PATIENT RIGHTS: NOTICE OF GRIEVANCE DECISION

Tag No.: A0123

Based on document review and interview, the facility failed to ensure a written response to the patient regarding the resolution of a patient grievance, to include the name of the hospital contact person, the steps taken to investigate, the results and date of completion in one (1) instance (C#1).

Findings:

1. At 10:30 AM on 09/07/10, review of policy #ADM 2.05, Patient Complaint and Grievance Policy, Page 2 of 3, Procedures, 1. Patient Grievance Process, I. indicated "The patient will receive a written response regarding the resolution of the patient complaint. This written response will include:
? the name of the hospital contact person;
? the steps taken on behalf of the patient to investigate the grievance;
? the results of the grievance process except that information protected by peer review;
? and the date of completion."

2. Interview with S#1 at 10:30 AM on 09/07/10 indicated no written response was sent to the complainant.

3. No written response to complainant was verified via e-mail at 12:18 PM on 09/07/10 by S#7.

No Description Available

Tag No.: A0276

Based on document review and interview, the hospital failed to ensure the identification of opportunities for improvement in quality of care concerns in one (1) instance (C#1).

Findings:

1. At 10:30 AM on 09/07/10, review of policy #ADM 2.06, Event Reporting, Page 3 of 4, Management, C. indicated "Issues associated with members of the Medical Staff will be referred to the appropriate Section for investigation as part of the peer review process."

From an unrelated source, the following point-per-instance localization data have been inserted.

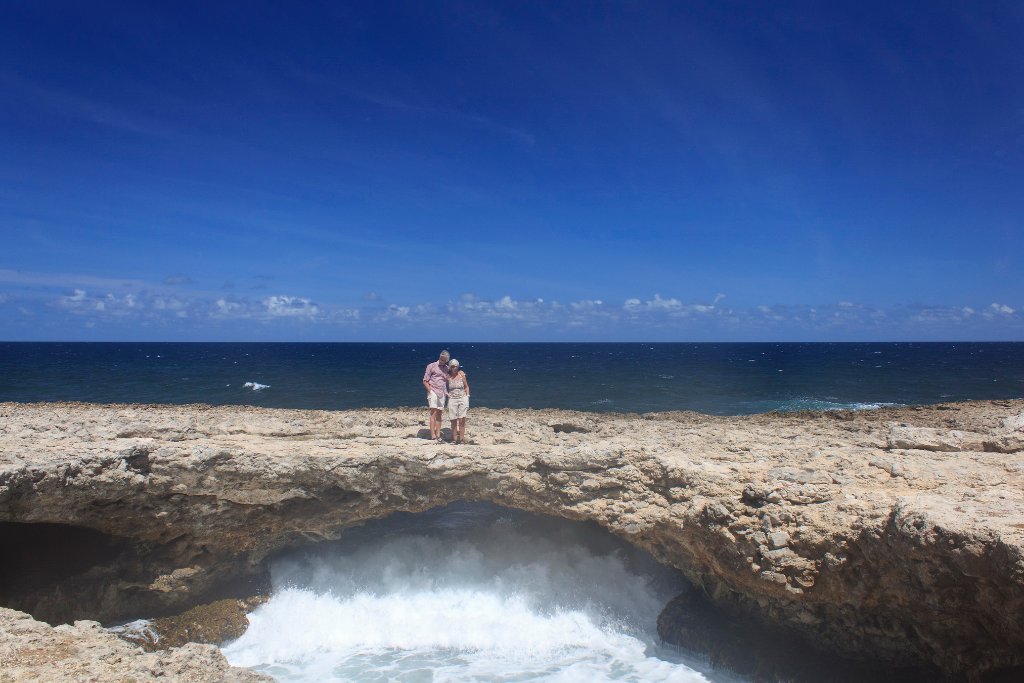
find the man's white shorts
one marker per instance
(434, 401)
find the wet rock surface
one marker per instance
(894, 535)
(31, 650)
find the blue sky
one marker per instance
(511, 171)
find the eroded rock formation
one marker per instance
(894, 534)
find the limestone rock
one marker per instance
(854, 531)
(31, 650)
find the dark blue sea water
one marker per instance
(724, 379)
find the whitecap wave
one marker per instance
(493, 602)
(818, 404)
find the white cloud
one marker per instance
(290, 306)
(225, 308)
(1001, 309)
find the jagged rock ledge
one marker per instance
(894, 534)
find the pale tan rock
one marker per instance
(903, 528)
(31, 650)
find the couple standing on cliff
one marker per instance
(443, 379)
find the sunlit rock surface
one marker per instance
(31, 650)
(894, 534)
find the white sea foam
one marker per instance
(491, 603)
(819, 404)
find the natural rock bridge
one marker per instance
(895, 534)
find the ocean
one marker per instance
(473, 592)
(714, 378)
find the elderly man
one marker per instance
(435, 382)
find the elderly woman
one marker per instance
(458, 390)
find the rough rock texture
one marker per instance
(894, 534)
(31, 650)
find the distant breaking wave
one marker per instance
(795, 404)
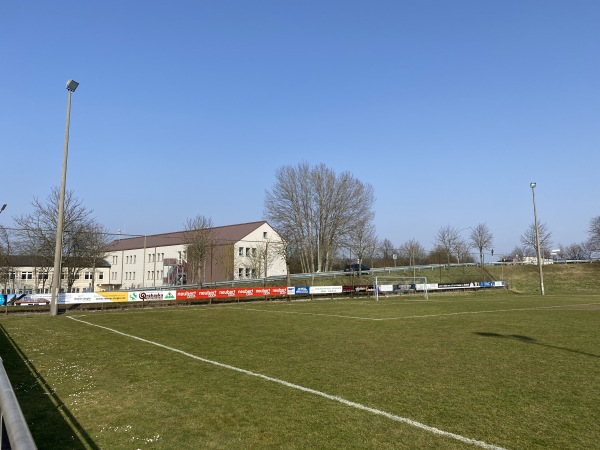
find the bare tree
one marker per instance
(412, 252)
(83, 240)
(448, 238)
(315, 211)
(362, 242)
(198, 239)
(529, 242)
(386, 252)
(594, 233)
(7, 271)
(482, 239)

2. Review of Medical Staff Rules & Regulations, Policy # MS 1.02, page 6, 800., Response to Urgent Situations indicated "It is the responsibility of all members of the Medical Staff who provide patient care to quickly and accurately resolve immediate and urgent clinical concerns. If a clinical concern is not resolved, the healthcare professional will follow the chain of command until the issue is resolved."

3. Review of Incident Summary for incident on 02/26/10 at 6:35 AM indicated the web based report was entered by S#6, who wrote that at 6:45 AM, S#6 spoke by phone with MD#2 regarding patient's deteriorating condition, increased shortness of breath (SOB) and pain. MD#2 indicated a call would be made to a pulmonologist (MD#4). At 6:55 AM, after patient had received Morphine 4 mg IVP, S#6 again spoke via phone with MD#2, expressing concern for increasing SOB. Ativan was ordered and it was indicated that MD#4 "would be in to see the pt ASAP." At 7:13 AM, S#6 spoke with MD#4, who advised to call MD#3 as "he is in-house." Call to MD#3 placed at 7:15 AM and returned at 7:19 AM. MD#3 stated "this pt has been here since the 22nd so what is the emergency" The web based report indicated Nurse Manager Comments as "reviewed" and lacked Risk Management Comments.

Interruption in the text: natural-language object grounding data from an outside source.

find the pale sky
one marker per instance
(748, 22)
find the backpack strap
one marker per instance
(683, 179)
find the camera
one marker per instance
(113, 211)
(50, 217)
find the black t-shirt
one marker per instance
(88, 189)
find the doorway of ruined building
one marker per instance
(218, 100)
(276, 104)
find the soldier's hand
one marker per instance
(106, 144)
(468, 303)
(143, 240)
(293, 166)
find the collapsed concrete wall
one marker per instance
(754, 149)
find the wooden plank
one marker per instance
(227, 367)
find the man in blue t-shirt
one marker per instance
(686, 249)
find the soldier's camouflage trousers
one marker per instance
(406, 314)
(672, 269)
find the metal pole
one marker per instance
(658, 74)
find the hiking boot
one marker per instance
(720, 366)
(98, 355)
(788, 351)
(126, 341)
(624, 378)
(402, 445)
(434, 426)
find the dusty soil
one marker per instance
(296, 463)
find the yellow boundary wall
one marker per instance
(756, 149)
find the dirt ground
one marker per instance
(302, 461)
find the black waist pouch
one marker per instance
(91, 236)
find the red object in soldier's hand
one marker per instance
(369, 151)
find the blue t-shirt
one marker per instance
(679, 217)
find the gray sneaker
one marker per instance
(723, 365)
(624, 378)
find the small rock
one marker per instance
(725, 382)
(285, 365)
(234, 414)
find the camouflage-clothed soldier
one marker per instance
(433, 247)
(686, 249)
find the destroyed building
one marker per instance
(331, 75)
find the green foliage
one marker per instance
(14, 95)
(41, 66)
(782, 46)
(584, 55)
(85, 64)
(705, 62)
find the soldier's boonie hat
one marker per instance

4. Review of Acute Care Quality and Safety Committee Agenda for April 14th, 2010 indicated Event Report Summary, which included incident report related to C#1, for February/March 2010 was presented by S#1, but lacked any action/recommendation/follow-up.

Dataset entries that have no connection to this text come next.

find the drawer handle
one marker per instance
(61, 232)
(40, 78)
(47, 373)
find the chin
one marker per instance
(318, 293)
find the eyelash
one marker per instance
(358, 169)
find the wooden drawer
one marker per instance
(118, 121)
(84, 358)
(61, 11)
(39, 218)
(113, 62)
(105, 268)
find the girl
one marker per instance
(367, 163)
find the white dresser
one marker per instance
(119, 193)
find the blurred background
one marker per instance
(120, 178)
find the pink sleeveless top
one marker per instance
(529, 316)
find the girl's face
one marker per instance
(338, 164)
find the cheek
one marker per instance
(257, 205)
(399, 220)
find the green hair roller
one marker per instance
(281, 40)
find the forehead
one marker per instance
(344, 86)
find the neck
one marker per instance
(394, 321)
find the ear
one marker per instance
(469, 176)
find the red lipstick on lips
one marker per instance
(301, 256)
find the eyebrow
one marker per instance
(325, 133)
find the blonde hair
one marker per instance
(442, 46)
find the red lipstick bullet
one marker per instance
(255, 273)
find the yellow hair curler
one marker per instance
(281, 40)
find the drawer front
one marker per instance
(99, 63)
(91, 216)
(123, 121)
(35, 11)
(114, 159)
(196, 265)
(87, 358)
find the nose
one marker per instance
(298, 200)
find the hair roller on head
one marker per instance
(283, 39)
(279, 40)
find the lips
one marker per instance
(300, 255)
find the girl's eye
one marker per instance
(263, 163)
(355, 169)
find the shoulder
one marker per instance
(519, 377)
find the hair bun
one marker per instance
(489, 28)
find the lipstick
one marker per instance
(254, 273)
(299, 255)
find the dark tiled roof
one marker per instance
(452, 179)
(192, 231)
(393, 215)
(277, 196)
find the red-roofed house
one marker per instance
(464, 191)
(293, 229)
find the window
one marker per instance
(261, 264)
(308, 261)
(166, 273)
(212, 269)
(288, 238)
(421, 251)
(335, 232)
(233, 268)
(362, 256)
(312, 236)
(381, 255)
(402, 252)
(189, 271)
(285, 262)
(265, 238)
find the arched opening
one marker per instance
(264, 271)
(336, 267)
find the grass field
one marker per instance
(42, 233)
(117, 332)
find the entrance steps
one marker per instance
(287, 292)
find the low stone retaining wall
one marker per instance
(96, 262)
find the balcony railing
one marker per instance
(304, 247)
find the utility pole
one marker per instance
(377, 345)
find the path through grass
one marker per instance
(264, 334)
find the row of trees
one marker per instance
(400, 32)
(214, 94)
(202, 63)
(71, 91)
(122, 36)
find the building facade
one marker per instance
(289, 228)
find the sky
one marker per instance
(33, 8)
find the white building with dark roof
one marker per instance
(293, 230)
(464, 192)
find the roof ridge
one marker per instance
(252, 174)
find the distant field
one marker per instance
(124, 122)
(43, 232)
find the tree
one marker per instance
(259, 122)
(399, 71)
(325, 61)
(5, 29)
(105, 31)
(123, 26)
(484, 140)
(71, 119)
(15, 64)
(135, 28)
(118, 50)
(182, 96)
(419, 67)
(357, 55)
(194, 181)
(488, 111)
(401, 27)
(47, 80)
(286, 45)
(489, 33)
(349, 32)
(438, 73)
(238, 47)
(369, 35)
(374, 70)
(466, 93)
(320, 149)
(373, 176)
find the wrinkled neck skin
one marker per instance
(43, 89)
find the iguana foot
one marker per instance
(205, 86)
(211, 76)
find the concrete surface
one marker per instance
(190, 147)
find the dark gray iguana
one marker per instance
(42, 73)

5. Review of Adult Medicine Standards Committee Minutes (Quality Assurance/Performance Improvement) for April 2010 indicated a mortality case was reviewed (C#1), but lacked any action/recommendation/follow-up.

6. At 1:50 PM on 09/07/10, review of C#1's medical record Progress Notes for 02/26/10 indicated lack of documentation that C#1 was seen by a physician between 6:15 AM and 7:27 AM on 02/26/10.

7. In interview at 3:00 PM on 09/07/10, S#1 confirmed the findings and indicated that there was no peer review process regarding C#1, no recommendation for action or action taken by Quality Assurance/Performance Improvement, no inservicing and no medical staff counseling.